Thread (46 messages) 46 messages, 10 authors, 2023-02-06

Re: Stability of git-archive, breaking (?) the Github universe, and a possible solution

From: brian m. carlson <hidden>
Date: 2023-02-01 01:33:50

On 2023-01-31 at 15:56:52, Eli Schwartz wrote:
On 1/31/23 4:54 AM, brian m. carlson wrote:
quoted
Part of the reason I think this is valuable is that once SHA-1 and
SHA-256 interoperability is present, git archive will change the
contents of the archive format, since it will embed a SHA-256 hash into
the file instead of a SHA-1 hash, since that's what's in the repository.
Thus, we can't produce an archive that's deterministic in the face of
SHA-1/SHA-256 interoperability concerns, and we need to create a new
format that doesn't contain that data embedded in it.

I assume that whatever the reason for originally embedding the OID into
the file is still an applicable reason even if a new PAX format is
established for the use of git-archive.

It may not be a great reason -- I don't know.
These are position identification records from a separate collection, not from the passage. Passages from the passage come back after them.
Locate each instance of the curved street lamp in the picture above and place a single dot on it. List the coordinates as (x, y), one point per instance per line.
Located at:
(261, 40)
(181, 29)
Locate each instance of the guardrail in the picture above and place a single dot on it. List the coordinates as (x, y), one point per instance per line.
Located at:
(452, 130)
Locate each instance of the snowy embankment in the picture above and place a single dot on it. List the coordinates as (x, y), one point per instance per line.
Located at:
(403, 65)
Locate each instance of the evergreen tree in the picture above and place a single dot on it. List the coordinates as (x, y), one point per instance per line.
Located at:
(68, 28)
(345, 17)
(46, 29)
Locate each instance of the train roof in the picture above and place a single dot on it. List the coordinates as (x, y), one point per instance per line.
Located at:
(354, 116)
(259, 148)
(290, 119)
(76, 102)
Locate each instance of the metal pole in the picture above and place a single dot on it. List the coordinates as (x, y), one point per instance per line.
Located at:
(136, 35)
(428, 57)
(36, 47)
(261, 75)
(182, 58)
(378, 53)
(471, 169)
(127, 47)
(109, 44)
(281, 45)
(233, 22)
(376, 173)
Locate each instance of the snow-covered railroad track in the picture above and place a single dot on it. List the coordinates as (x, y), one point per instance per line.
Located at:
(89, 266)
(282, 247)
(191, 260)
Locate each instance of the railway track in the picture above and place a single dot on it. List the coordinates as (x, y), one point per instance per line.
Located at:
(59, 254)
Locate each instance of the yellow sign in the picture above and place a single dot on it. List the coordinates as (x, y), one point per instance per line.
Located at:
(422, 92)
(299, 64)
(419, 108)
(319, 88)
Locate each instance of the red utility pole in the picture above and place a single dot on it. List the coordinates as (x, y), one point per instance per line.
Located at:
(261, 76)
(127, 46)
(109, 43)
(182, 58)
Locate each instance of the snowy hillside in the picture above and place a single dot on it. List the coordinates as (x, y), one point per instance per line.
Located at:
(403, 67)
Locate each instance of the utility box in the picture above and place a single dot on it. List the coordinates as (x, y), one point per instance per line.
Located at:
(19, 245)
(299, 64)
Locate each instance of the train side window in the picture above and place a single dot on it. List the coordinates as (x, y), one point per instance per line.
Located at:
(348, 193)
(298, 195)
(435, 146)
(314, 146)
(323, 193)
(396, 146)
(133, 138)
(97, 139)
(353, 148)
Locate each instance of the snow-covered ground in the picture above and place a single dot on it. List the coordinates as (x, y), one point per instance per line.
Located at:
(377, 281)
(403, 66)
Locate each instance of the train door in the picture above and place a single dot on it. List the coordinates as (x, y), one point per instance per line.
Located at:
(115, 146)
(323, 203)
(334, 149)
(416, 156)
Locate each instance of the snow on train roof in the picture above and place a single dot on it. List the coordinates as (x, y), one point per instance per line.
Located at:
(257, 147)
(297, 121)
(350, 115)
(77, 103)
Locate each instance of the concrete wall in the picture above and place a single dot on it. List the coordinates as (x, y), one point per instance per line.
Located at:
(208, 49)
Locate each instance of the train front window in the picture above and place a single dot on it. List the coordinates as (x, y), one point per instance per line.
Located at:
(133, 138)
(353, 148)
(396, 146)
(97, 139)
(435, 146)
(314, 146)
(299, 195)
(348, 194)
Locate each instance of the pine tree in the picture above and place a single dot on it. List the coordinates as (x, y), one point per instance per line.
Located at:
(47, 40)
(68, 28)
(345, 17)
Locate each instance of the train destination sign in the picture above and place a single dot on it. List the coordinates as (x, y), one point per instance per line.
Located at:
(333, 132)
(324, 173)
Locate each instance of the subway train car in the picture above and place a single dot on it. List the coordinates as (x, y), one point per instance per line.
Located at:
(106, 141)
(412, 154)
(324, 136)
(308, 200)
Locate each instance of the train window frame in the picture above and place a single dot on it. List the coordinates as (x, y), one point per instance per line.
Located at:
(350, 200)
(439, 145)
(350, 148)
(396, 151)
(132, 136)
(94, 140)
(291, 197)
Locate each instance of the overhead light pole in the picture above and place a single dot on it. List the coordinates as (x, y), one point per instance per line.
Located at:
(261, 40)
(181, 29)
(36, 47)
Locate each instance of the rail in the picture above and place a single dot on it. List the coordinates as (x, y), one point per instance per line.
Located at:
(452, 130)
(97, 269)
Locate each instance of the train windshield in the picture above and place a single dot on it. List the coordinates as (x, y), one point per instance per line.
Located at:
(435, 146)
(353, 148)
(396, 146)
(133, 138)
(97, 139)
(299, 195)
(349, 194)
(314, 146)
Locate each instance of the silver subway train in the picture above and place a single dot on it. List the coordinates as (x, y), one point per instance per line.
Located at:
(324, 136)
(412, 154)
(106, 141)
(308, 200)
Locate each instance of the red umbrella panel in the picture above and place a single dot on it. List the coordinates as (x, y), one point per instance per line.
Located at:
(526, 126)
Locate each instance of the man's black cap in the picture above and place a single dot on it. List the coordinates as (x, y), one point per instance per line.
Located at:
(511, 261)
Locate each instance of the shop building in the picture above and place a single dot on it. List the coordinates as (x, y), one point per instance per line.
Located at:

Perhaps there's an
argument to remove it. But can't that be done irrespective of
standardizing the PAX format?

...

I'm not deeply knowledgeable about the SHA-256 transition work -- or
knowledgeable at all about it, frankly. (Also my understanding was it
seems to have stalled as discussed in https://lwn.net/Articles/898522/
-- I understand that you're still enthusiastic about the work? But that
doesn't really answer "is there a timeframe for that to ever happen".)
The timeframe is when my employer pays me to work on it.  Right now,
I've implemented functional SHA-256 repositories but am currently a bit
on the way to burnout and am very selective about what things I'm doing
outside of work.  My hope is that my employer will find time for me to
work on the interop stuff soon, but I'm not at liberty to discuss this
more in depth at the moment.
But I sort of assumed that the transition work would already have to
embed a fair bit of information into the repository about the whole
process? Would it not be possible to determine whether a given tag
started life as SHA-1 or SHA-256? Maybe even just a date when the
repository was converted to work with both, and embed the OID based on
whether the tag is tagging contents that were created after that conversion?
It's designed such that the two objects are completely interoperable and
can be accessed by either name, depending on how the repository is
configured locally.  There may be a signature for one algorithm, both,
or neither, so it's hard to say definitively what version it's created
with.  That is completely intentional since the goal is to transition
seamlessly from one to another at any point depending on the preferences
of the owner of the local repository.
quoted
Having said that, I don't think this should be based on the timestamp of
the file, since that means that two otherwise identical archives
differing in timestamp aren't ever going to be the same, and we do see
people who import or vendor other projects. 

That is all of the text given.